A Novel HMX1 variant in the fifth family of the Schorderet-Munier-Franceschetti ‘Oculoauricular syndrome’ (OMIM612109)-- Molecular testing revealed a novel homozygous HMX1 frameshift variant: c.570_571del, p.(Glu191Argfs*34) in a 6-year-old female (F21/P24) presenting with bilateral microcornea and dense bilateral congenital cataract. The patient exhibited average physical growth, while both motor and intellectual development were significantly delayed. Craniofacial dysmorphism included long face, deeply set eyes, convergent strabismus, scanty eyebrows, and protruding, low-set ears with lobule aplasia and a narrow external acoustic meatus (Figure 4). The patient also displayed excessive sweating in cold weather. Ophthalmic examination, including B-scan ocular ultrasonography, revealed microphthalmia with marked microcornea, sclerocornea and adherent central corneal leukoma in the right eye and total corneal leukoma, aniridia, and PFV in the left eye. Appendix 3 summarizes the clinical and molecular findings of this patient compared to the previously reported cases of Schorderet-Munier-Franceschetti oculoauricular syndrome.
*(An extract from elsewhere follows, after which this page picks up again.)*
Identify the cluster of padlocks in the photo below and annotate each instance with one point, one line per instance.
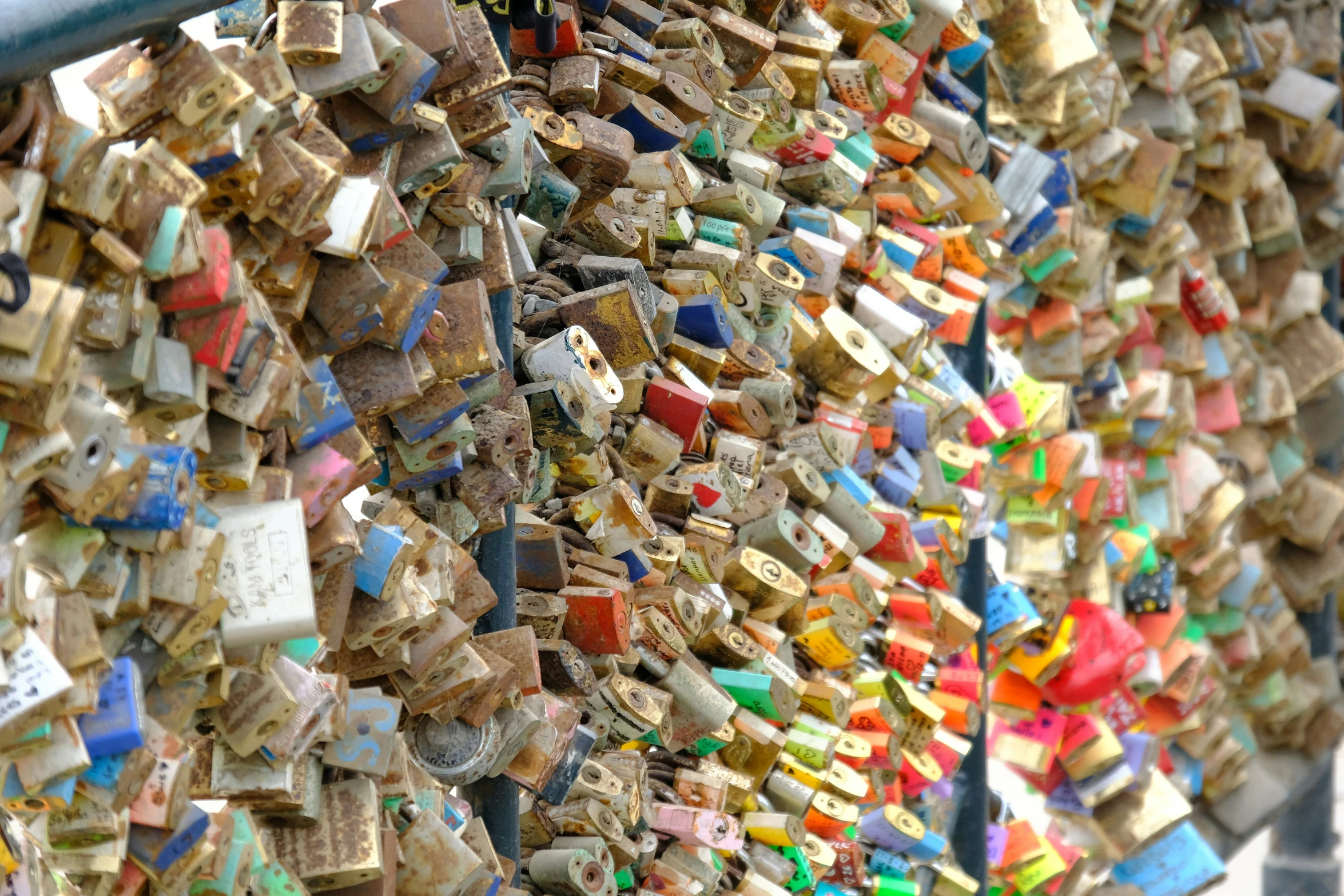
(685, 296)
Molecular and phenotypic expansion of ZBTB11- related neurodevelopmental disorder (OMIM618383)-- A homozygous splicing variant in ZBTB11:c.1623+2T>G was identified in a 7-month-old infant (F23/P26) born to consanguineous healthy parents. The patient presented with microcephaly, plagiocephaly, scanty hair, receding frontal hairline, thin lips, high arched palate, and low set, cupped ears. Ophthalmic assessment revealed bilateral lamellar cataract, attenuated retinal vessels, and bilateral microphthalmia. Neuroimaging showed bilateral dense cerebral calcifications, hydrocephalus, agenesis of corpus callosum and a hypoplastic cerebellar vermis.
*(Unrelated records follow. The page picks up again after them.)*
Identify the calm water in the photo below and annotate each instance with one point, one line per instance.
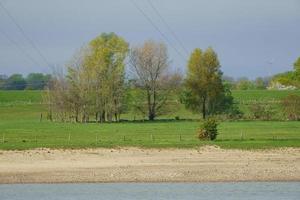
(207, 191)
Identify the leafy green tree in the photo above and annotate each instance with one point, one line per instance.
(204, 90)
(3, 79)
(244, 84)
(290, 77)
(94, 85)
(15, 82)
(260, 83)
(208, 129)
(291, 106)
(154, 80)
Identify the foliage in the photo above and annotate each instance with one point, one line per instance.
(204, 90)
(244, 84)
(153, 80)
(94, 85)
(208, 130)
(33, 81)
(290, 77)
(291, 107)
(261, 111)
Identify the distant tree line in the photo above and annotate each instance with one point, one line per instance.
(96, 87)
(289, 78)
(33, 81)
A Novel homozygous pathogenic variant in B3GALNT2 (muscular dystrophy-dystroglycanopathy, type A, 11; # 615,181)-- A homozygous B3GALNT2 nonsense variant: c.1338G>A, p.(Trp446*) was identified in a 7-day-old male (F24/P27) presenting with congenital hydrocephalus and left microphthalmia. The consanguineous parents reported a similarly affected sibling. Brain MRI revealed cobblestone type II lissencephaly, marked supratentorial hydrocephalus, hypoplasia of the cerebellar hemispheres and vermis, and a z-shaped hypoplastic pons. Ophthalmic examination showed optic disc hypoplasia in the right eye, and severe microphthalmia with reduced intraocular pressure in the left eye. Electroencephalography demonstrated left temporal epileptiform discharges and creatine kinase levers were elevated.

A homozygous variant in UBE3B (Kaufman oculocerebrofacial syndrome; OMIM244450)-- A homozygous pathogenic variant in UBE3B: c.1956+1G>A, p.(?), was identified in a 6-month-old female (F25/P28) with left anophthalmia and severe right microphthalmia. She also exhibited microcephaly, frontal bossing and sparse eyebrows. Additionally, congenital contractures, hypoplastic distal phalanges of the index fingers, and hypoplastic nails of fingers and toes, inverted hypoplastic nipples and an accessory nipple were noticed. The patient was born to consanguineous parents, who reported a similarly affected child that died in early infancy. The identified UBE3B variant is a strong splice-alternating variant that causes exon skipping, ultimately disrupting the reading frame and impairing protein function.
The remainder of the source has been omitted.